By participating in projects like Remake’s No New Clothes Pledge, and pausing your purchasing for 90 days, you’ll be able to assess what’s already in your wardrobe, use the time you might have used for shopping to care for and repair your clothing, and save up for any well-researched and thought-through investments you might want to make after your break from shopping. If you desperately need an item of clothing in the meantime, you can get creative and borrow from a friend or family member’s wardrobe.

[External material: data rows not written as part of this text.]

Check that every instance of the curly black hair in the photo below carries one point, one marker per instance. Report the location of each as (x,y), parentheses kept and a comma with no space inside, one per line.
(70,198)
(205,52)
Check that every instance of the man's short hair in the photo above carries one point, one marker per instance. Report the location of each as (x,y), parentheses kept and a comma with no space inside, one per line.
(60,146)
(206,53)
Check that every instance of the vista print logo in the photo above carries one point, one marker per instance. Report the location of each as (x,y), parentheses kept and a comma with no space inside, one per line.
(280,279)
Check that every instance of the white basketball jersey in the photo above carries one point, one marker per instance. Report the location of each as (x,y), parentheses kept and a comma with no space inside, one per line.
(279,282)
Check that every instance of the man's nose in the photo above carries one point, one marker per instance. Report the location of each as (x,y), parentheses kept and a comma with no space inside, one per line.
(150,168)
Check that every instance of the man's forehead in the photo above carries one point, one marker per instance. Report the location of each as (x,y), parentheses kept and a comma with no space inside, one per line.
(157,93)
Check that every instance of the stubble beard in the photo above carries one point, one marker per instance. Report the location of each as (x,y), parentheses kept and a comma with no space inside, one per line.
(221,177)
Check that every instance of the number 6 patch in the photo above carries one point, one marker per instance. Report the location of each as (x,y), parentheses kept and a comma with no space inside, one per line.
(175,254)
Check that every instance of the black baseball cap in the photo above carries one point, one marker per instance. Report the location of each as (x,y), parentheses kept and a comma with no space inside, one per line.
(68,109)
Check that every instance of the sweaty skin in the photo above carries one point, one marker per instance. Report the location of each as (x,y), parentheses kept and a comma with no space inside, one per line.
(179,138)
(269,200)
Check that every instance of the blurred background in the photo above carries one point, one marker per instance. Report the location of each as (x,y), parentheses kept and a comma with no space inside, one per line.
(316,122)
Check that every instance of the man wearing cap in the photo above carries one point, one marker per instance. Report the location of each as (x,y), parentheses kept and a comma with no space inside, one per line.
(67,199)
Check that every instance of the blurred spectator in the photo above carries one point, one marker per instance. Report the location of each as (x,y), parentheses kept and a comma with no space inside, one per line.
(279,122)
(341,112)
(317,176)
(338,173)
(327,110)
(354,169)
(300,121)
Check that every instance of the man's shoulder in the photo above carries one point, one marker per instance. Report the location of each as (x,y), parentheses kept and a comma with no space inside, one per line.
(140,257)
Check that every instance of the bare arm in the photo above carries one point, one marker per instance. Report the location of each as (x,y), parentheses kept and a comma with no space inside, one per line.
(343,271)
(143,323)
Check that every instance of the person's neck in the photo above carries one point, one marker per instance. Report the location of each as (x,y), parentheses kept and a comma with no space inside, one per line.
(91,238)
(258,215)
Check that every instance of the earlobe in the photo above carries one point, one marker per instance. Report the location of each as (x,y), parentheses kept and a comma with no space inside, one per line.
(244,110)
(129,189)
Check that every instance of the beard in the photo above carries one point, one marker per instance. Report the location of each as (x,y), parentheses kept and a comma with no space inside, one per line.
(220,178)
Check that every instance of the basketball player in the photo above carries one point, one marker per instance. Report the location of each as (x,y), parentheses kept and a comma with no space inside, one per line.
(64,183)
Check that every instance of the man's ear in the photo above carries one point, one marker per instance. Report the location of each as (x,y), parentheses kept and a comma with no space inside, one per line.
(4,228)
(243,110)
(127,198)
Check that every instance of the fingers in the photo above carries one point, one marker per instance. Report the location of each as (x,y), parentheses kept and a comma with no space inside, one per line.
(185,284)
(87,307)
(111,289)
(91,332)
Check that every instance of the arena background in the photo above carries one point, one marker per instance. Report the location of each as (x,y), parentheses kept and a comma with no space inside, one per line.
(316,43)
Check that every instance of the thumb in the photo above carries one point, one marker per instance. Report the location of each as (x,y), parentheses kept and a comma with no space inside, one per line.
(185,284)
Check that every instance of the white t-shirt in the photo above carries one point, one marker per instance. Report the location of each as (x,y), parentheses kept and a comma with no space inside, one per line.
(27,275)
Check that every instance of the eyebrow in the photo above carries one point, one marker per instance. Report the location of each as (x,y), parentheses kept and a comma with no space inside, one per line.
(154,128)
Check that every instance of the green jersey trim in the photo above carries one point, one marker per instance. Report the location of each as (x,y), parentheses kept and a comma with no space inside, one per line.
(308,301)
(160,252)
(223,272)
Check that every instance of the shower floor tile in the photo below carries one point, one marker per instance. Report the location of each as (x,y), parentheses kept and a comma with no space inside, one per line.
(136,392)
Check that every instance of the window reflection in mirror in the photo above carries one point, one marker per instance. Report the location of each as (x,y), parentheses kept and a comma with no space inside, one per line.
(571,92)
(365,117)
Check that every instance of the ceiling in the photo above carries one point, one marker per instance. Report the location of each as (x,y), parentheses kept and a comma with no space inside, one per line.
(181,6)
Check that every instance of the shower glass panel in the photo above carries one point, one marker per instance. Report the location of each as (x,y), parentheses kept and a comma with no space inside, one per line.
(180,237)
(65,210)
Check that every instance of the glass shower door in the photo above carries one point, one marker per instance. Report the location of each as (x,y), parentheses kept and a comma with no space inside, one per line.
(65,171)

As Greenpeace put it, “To break free from the cycle of consumerism, we need to slow down.” By taking the time to figure out our own personal style, studying our wardrobes and figuring out what we actually need, and learning how to do basic repairs and care for our clothing to help it last longer (or using the money we would have spent on new clothing to pay for someone else to do repairs), we are challenging the fast fashion agenda. Sometimes, all you need to do to break out of a negative cycle is to pause for long enough that you see things a little more clearly.